Врезавшись ночью в дерево, угнавшие машину молодчики совсем взбесились. Им попался беспомощный пьяный старикан, и они в остервенении набросились на него, ударили в лицо, а потом — боясь, быть может, что он станет кричать и звать на помощь, — забили его до смерти и труп спрятали в кустах.
«Мы можем, разумеется, надеяться, что это происшествие — случай единичный и исключительный, — лицемерно писал автор, — но всякий здравомыслящий человек согласится, что этому разгулу все-таки есть предел. Такое случаться не должно. В Финляндии. В нашей стране. В центре Хельсинки. Пусть юнцы режут ножами друг друга, если им нравится. Но мучить и убивать беззащитных стариков мы не позволим».
«Что делает полиция?», — прочитал я жирный подзаголовок, и кровь прилила у меня к лицу.
«Этого я не знаю, — просто отвечал автор. — И не хочу знать. Зато я знаю, что хрупкая женщина, гулявшая со своей маленькой собачкой и нашедшая тело, была на грани нервного припадка от потрясения и что она, даже не назвавшая своего имени, была хладнокровно брошена в том же самом безлюдном парке одна и находилась рядом с телом, пока полиция наконец не явилась, чтобы забрать убитого. Чего же ждать от молодежи, когда власти предержащие ведут себя с подобной черствостью и бессердечием!»
Далее автор влез в шкуру ягненка и продолжал со всеми осторожностями:
«У меня и в мыслях нет подозревать полицию в том, что она не обследовала надлежащим образом место происшествия, и я спешу подтвердить, что те, кто осматривали разбитый автомобиль, продемонстрировали высокий профессионализм.

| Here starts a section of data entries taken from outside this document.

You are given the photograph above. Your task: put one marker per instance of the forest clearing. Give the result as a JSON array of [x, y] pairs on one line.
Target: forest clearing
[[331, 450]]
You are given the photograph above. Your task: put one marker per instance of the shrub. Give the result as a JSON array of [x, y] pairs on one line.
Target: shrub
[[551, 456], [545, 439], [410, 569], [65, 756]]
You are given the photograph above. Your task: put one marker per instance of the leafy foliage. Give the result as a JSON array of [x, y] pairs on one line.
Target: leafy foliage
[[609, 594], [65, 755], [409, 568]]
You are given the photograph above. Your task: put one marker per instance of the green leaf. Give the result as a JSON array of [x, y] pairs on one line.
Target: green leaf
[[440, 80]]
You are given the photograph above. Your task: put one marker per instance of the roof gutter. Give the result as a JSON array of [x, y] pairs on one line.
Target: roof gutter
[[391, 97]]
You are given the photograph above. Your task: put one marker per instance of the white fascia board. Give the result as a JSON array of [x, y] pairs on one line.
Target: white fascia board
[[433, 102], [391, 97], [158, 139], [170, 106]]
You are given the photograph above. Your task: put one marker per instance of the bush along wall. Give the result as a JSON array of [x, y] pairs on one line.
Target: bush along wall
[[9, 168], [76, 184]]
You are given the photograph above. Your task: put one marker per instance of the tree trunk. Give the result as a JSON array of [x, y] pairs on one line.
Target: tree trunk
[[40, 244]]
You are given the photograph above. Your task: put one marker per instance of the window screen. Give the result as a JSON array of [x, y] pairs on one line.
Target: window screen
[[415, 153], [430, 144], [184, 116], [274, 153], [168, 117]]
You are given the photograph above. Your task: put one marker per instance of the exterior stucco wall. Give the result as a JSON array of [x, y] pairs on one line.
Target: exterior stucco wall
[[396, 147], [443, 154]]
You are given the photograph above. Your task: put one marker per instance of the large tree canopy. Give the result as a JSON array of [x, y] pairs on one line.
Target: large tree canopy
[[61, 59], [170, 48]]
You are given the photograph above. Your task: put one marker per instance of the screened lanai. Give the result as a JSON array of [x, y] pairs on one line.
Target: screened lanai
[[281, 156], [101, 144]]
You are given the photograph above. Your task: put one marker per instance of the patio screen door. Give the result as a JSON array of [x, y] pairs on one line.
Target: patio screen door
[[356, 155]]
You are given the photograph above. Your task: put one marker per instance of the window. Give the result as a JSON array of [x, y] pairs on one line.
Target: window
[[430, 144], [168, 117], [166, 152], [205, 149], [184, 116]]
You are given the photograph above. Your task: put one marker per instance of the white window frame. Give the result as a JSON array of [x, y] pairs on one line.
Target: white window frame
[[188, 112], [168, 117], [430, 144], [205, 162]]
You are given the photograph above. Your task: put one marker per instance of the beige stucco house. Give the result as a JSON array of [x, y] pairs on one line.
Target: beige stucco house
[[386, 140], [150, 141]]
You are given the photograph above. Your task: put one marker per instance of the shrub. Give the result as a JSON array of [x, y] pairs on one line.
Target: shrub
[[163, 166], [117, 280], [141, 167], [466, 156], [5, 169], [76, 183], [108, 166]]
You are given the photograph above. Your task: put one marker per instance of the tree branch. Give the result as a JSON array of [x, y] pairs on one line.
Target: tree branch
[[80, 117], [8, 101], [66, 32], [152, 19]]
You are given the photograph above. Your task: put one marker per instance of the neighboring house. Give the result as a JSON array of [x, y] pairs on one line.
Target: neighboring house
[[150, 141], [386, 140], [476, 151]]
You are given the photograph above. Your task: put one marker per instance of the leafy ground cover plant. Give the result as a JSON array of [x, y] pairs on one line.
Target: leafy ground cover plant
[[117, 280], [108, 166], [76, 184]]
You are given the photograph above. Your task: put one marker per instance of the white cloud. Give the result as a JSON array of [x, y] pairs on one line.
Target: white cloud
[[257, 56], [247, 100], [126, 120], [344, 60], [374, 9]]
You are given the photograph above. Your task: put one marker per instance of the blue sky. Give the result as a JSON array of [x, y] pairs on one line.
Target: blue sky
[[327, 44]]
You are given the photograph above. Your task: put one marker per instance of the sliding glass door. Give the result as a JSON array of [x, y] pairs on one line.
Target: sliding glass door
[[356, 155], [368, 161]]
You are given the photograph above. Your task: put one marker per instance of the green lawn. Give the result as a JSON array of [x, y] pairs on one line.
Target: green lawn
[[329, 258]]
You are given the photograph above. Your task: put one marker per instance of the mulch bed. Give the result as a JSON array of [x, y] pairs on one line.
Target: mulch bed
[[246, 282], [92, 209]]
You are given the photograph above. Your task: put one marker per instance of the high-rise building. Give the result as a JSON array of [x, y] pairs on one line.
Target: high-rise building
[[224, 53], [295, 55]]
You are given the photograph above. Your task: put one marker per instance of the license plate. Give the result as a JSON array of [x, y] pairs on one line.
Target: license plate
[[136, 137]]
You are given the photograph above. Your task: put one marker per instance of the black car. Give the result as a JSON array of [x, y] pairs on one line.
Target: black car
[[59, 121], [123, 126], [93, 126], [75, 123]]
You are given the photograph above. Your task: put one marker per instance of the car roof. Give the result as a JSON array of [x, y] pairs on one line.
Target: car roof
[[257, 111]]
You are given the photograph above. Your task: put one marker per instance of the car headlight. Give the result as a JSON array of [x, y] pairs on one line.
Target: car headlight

Но все же если спустя некоторое время выяснится, что в расследовании имеются упущения, если обнаружится промедление в задержании преступников, то этого наше общество простить не сможет, и тогда придется заняться более основательной чисткой, а не отыгрываться на двух-трех подвернувшихся битниках».
Ну что ж, вряд ли писака мог сочинить что-нибудь похлеще. Я почувствовал себя конченым человеком. Скромная должность судебного исполнителя где-нибудь в провинции виделась мне как предел мечтаний. У меня были сомнения, нанимает ли конголезское правительство способных полицейских: ведь я знал французский, а это несомненное преимущество.
Я вздрогнул, очнувшись от своих скорбных мыслей, и обнаружил, что мы уже давно стоим перед патологоанатомическим отделением. Н-да, похоронные мечты, подумал я. Палму сидел рядом со мной с непроницаемым лицом, сложив руки на груди, а Кокки скромно глядел в пол.
Заметив, что я закончил чтение, Палму сказал:
— К счастью, это не попало на первую полосу. Наверно, по техническим причинам. Но ничего, завтра ты услышишь еще не такое. — И он многообещающе покивал головой. — В воскресных газетах. Передовицы, читательские письма…
Я перевел дух.
— Потому что нет настоящего сотрудничества, — с горечью сказал я. — Я ли не призывал к этому! Боже милостивый, да если бы передо мной лежал рапорт дорожно-транспортной группы, где было бы сказано, что в считанных метрах от этого места врезалась в дерево угнанная машина, то, уж наверно, я сложил бы один плюс один и начал бы принимать меры.
— Неужели? — Палму иронически посмотрел на меня.
Но сейчас его насмешки меня не трогали.
— Сотрудничество! — с унылым упорством повторил я. — Но нет. Вещь нереальная. Восток есть восток, а запад есть запад, и им никогда не сойтись.
— Ну, не стоит примешивать сюда большую политику, — ехидно заметил Палму и начал неуклюже вылезать из машины, кряхтя от боли — ревматизм в колене давал себя знать.